In early 2016 we predicted that the Leave voters would win the UK’s EU Referendum (BREXIT). Incidentally, we also predicted that Donald Trump would win. How did we know? Because we could see that social media realised the democracy of the ‘mob’ that the Greeks feared – where the ill-informed majority could be easily influenced.
As Jose Ortega y Gasset said in his visionary 1930s book ‘The Revolt of the Masses’:
“The characteristic of the hour is that the commonplace mind, despite (maybe) knowing itself to be commonplace, has the assurance to proclaim the rights of the commonplace and to impose them wherever it will” …
What does this mean? As Thomas Jefferson said “The greatest threat to democracy is an uneducated citizenry“. Donald Trump, in his victory speech in February 2016, preened and affectionately recounted the numbers that added up to his huge victory:
“We won the evangelicals.
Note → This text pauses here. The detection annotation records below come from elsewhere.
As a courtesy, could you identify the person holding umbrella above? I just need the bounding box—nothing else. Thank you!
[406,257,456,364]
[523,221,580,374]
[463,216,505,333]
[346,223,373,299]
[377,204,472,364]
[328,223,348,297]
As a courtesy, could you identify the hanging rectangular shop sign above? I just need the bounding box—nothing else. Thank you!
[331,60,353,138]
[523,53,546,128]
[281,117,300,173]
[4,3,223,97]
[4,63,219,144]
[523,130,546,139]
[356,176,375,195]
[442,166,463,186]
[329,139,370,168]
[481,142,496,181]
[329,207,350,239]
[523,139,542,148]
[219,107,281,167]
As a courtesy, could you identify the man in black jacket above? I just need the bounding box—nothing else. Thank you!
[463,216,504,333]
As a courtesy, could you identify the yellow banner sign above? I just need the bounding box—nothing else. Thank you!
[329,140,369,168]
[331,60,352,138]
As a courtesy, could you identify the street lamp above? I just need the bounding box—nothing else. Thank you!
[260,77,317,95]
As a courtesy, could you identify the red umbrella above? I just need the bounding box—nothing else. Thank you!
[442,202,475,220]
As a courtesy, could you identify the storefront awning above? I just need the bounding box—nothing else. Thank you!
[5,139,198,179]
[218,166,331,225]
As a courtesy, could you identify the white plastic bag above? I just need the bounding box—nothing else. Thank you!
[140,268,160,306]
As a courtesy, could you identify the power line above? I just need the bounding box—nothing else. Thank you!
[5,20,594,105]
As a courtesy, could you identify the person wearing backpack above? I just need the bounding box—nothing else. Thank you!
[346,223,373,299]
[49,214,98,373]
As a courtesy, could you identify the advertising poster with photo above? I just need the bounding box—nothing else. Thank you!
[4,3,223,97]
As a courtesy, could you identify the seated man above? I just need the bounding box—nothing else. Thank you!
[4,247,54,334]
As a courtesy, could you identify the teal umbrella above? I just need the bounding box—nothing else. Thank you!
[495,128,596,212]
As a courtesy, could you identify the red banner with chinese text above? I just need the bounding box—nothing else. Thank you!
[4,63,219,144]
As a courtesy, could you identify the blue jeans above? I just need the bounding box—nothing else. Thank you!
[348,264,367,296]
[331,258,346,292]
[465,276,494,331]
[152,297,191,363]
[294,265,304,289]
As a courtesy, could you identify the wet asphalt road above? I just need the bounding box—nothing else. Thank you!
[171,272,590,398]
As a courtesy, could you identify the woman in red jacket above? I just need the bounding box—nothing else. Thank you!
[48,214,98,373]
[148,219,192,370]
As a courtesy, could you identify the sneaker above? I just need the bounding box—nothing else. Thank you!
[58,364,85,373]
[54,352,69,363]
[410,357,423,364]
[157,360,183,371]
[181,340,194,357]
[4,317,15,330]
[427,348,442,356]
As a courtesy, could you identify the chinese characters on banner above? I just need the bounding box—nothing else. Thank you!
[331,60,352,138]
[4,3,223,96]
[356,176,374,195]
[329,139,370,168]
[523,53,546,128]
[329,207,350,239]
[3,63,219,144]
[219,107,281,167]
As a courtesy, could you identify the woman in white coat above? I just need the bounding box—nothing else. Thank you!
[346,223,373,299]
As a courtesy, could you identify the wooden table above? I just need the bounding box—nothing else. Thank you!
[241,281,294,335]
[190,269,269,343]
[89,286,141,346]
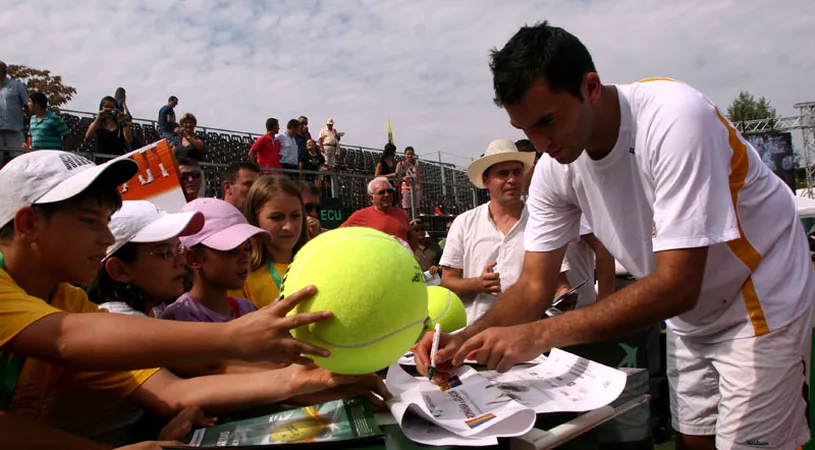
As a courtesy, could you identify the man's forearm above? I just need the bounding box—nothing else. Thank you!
[7,313,239,371]
[539,275,700,347]
[139,369,298,417]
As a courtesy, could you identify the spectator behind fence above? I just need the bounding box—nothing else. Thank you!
[275,119,300,172]
[340,177,417,250]
[299,139,327,185]
[249,117,280,169]
[28,92,73,151]
[440,139,569,324]
[170,113,204,162]
[396,146,422,211]
[85,96,133,155]
[158,95,178,145]
[221,161,260,211]
[178,158,204,202]
[161,198,269,322]
[297,116,312,139]
[229,175,307,308]
[0,61,28,163]
[410,219,441,275]
[297,181,325,240]
[113,87,133,119]
[318,117,344,170]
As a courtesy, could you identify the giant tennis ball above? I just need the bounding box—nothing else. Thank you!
[427,286,467,333]
[281,227,427,375]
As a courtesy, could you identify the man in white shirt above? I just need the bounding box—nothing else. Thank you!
[439,139,569,324]
[275,119,300,172]
[416,23,815,449]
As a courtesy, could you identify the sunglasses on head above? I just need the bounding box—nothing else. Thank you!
[178,170,201,180]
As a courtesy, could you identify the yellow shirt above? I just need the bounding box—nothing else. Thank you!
[0,270,159,419]
[229,263,289,308]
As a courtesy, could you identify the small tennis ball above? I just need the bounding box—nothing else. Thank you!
[427,286,467,333]
[282,227,427,375]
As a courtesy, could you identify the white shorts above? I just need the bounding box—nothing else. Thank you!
[667,311,812,450]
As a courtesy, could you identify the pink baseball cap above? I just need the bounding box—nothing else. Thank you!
[180,198,269,251]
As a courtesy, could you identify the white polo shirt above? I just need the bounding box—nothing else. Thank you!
[526,79,815,342]
[566,217,597,308]
[440,203,569,324]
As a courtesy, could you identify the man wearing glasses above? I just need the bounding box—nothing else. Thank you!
[178,158,204,203]
[340,177,418,250]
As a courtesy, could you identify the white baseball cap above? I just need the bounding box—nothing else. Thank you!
[105,200,204,259]
[0,150,139,227]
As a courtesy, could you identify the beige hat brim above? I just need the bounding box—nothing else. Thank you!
[467,152,535,189]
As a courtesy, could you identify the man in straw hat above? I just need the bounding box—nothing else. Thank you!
[416,22,815,449]
[440,139,569,324]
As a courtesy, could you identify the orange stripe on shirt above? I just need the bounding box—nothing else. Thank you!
[716,109,770,336]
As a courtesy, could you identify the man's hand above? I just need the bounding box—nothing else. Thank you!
[226,286,332,365]
[480,261,501,297]
[452,322,550,372]
[282,366,392,410]
[411,330,465,382]
[158,406,217,441]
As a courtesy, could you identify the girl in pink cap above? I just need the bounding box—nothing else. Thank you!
[161,198,268,322]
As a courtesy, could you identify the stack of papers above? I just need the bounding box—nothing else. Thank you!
[386,349,626,446]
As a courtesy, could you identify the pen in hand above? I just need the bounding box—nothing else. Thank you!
[427,323,441,381]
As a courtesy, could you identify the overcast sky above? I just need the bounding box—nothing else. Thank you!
[0,0,815,164]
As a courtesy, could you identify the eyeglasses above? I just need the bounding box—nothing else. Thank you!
[147,244,187,259]
[178,170,201,180]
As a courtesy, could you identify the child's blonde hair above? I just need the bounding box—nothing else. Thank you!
[243,175,308,270]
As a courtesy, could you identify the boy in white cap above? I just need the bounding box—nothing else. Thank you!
[440,139,569,324]
[0,150,387,442]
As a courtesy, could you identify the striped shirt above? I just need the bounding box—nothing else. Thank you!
[28,111,71,150]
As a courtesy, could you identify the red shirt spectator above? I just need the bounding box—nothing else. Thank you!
[340,178,415,247]
[249,117,281,169]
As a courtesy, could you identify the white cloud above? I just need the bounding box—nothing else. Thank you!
[0,0,815,163]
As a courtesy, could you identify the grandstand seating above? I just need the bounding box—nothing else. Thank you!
[55,111,486,226]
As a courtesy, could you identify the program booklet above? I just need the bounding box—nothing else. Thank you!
[164,397,384,449]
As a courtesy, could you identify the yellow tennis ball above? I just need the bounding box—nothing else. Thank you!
[282,227,427,375]
[269,418,326,442]
[427,286,467,333]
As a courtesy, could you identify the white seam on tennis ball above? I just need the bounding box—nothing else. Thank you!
[302,319,424,348]
[432,290,453,322]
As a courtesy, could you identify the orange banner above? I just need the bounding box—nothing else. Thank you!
[111,139,187,213]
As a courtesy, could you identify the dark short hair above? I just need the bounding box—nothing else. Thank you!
[223,161,260,184]
[297,180,322,197]
[28,92,48,109]
[490,22,596,106]
[515,139,538,152]
[178,158,201,167]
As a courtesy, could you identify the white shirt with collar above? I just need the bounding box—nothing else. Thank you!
[440,203,569,325]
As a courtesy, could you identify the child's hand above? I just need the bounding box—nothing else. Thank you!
[283,366,392,410]
[227,286,332,365]
[158,406,218,441]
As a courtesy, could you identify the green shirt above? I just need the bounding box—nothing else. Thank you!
[28,111,71,150]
We won with young. We won with old. We won with highly educated. We won with poorly educated. I love the poorly educated.”, he said.
For Trump, the Fake News and Alternative Facts spread by social media were his key cards. Of course he loves the poorly educated, they don’t trust experts or academics or professionals in authority because some of those people have been found cheating or misleading the public at some time. Instead, they trust their online friends more.
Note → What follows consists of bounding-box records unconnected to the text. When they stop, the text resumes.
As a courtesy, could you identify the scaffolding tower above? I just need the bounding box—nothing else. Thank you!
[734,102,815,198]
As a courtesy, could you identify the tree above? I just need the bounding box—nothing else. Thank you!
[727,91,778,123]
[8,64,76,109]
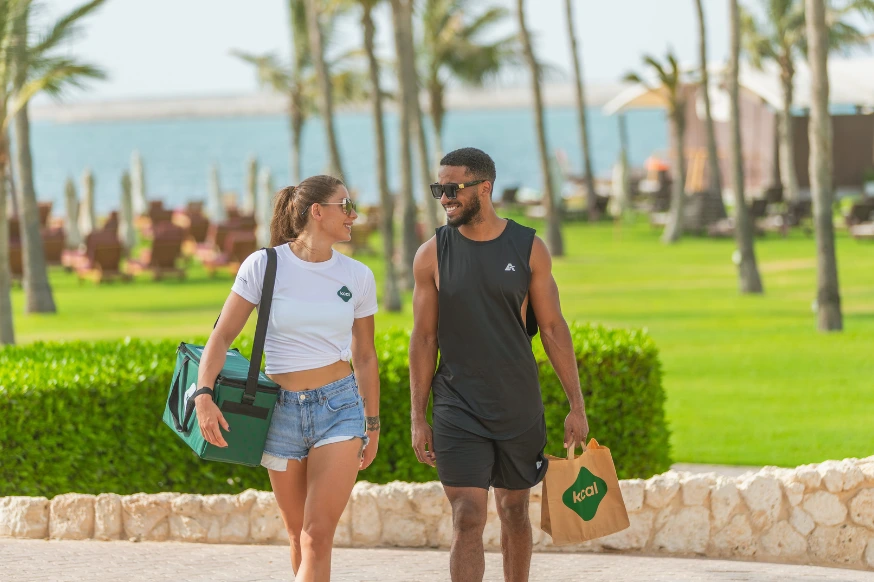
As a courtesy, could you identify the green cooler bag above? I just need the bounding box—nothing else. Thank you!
[163,248,280,467]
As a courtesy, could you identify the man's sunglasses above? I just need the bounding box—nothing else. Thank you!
[431,180,488,200]
[300,198,355,216]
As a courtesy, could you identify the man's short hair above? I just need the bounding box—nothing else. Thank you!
[440,148,497,185]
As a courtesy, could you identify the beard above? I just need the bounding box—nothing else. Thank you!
[446,196,482,228]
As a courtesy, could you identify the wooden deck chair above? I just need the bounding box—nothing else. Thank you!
[9,241,24,281]
[37,202,52,228]
[127,225,185,281]
[42,228,65,265]
[203,231,258,277]
[76,238,131,283]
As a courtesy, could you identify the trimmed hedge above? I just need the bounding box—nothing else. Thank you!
[0,325,670,497]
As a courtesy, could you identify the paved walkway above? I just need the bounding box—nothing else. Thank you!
[0,538,874,582]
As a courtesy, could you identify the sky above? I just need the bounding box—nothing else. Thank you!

The conclusion in the mind of the populus seems to be, via confirmation bias, that therefore all these people are liars. Social media accelerates this bias in ways that society in general does not understand (there are a few that warn about the risks but they are treated as Cassandras, or as ‘cyberoutlaws who dare to be different‘).
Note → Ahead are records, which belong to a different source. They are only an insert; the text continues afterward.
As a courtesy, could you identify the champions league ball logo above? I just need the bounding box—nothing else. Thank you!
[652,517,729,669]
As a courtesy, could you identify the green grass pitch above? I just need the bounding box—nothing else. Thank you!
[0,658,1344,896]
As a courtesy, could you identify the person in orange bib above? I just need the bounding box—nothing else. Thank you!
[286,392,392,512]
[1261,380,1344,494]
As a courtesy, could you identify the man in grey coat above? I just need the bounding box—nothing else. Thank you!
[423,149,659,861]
This is the new democracy at work – through social-media – where one ill-informed person’s vote is as good as any other and millions can say ‘”If this many of us think X, then X must be right – ours is an Alternative Fact! Anyone who disagrees with us can’t be trusted … they are telling us Fake News.”.
Some people might say that, in the UK in 2016, “The commonplace mind did not, and probably still does not, understand how the EU works, yet affirmed its misunderstanding of things in the BREXIT vote, and has imposed it on all.”
In the longer-term, the trend seems to be towards assuming that the mass view must be correct. Why? Because it’s a majority view and ‘That’s democracy, right?’. This may undermine humanity’s ability to take decisive, often unpopular decisions, in the face of existential challenges. Correction … it will undermine our ability.